The fact that these averages are so difficult to estimate means that our average estimator will vary a lot over time as we get more data
It means that the past average is a very noisy proxy for what you expect to get goign forward
It means that the in sample Sharpe ratios that you compute using the mean-variance optimizaiton will be extremely biased upwards because our maximizer will assume that these expected return differences across assets are true with certainty
thus the maximum Sharpe ratio that comes from this will rely on taking extreme bets by goign long and short a few assets.

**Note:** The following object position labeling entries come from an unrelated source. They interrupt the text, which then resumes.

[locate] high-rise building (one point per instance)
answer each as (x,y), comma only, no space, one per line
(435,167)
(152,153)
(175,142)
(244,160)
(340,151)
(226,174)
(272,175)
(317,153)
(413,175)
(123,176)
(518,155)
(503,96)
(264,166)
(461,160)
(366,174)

If in fact the differences are nto real, the end portfolio will jsut be super risky, but without much expected return to show
Of course, in the particular sample things will look great because you are evalauting the “strategy” in the same sample that you used to estimate the moments of the returns which is the key imput for your optimization.
OF course, in REAL LIFE you don’t get to do do that! You have to trade using only past data.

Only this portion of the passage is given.